Harrison, a Republican, is up for re-election against Democrat Gerald Baker. Despite all the powers of the sheriff’s office, this election is largely invisible in English-language media, as local observers and a search of local publications confirmed. As of Tuesday, articles detailing Baker’s views on immigration and 287(g) can be found only in Spanish-language publications like Qué Pasa Noticias and La ConexiónUSA.com, which have interviewed Baker.
Baker says that he would eliminate the county’s 287(g) agreement, a position he highlights on social media and in campaign literature. “I know that we are all humans who deserve wonderful lives and I want to support that,” Baker told ConexiónUSA.com. Harrison may not want this issue at the forefront, said Felicia Arriaga, a professor of sociology at Appalachian State University and a volunteer at El Pueblo, an advocacy group for North Carolina’s Latinx community. Arriaga notes that Harrison hopes to avoid the fate of the sheriffs of Durham and Mecklenburg counties, whose immigration policies contributed to their defeats in May. “This is the most I have heard him not talk about the program,” she said. But she added that county politicians as a whole have been “very quiet” about 287(g) since its implementation in 2008, and county-level law enforcement still demands more attention than it receives.

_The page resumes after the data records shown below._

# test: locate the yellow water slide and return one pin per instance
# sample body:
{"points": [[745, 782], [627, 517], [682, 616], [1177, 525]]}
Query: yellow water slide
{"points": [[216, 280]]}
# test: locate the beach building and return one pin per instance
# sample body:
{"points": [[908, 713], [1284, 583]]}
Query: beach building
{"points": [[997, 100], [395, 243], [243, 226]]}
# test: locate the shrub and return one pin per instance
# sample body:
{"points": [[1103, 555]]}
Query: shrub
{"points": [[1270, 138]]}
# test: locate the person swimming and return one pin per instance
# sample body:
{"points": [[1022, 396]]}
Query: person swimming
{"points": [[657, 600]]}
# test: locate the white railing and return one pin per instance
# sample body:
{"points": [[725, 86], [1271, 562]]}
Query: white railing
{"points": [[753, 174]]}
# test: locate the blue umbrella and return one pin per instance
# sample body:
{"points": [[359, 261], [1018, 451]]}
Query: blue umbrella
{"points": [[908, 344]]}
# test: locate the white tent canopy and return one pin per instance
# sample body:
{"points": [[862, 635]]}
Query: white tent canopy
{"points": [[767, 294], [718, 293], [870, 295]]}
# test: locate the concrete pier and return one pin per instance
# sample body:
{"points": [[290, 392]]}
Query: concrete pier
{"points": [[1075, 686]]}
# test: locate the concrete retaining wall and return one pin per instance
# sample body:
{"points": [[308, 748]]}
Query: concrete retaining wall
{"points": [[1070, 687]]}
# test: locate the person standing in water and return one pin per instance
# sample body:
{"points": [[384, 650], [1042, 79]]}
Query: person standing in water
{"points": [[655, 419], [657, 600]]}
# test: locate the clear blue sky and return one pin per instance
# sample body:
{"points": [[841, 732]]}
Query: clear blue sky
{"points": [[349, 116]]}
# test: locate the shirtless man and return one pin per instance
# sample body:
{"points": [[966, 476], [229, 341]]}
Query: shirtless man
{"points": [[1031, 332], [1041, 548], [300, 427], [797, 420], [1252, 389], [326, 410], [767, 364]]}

The Wake County jail has been under scrutiny this month since the death of a woman who died by suicide in detention. The News & Observer reports that the state as a whole could “be on pace to easily exceed the highest annual death toll for inmates in county jails.”


Update (Nov. 2, 2018): George Joseph reports in The Appeal on the aggressive policing tactics employed by the Wake County sheriff’s department. “Under Harrison’s leadership, Black residents have consistently born the brunt of aggressive policing,” Joseph writes. “Though Black people are just over a fifth of the population, they account for 55 percent of use of force incidents since 2002.”
In addition, immigration policy has been the topic of advertising and community events in the campaign’s final weeks. The ACLU launched an ad in late October that aims to draw attention to the county’s cooperation with federal immigration authorities. The ad discusses Harrison’s “anti-immigration agenda” and his “special agreement” to “detain immigrants using local resources.” An ACLU official told me that the organization is spending $100,000 on airing the advertisement.


update (Nov. 11): Gerald Baker won the sheriff’s election in Nov. 6, ousting Donnie Harrison.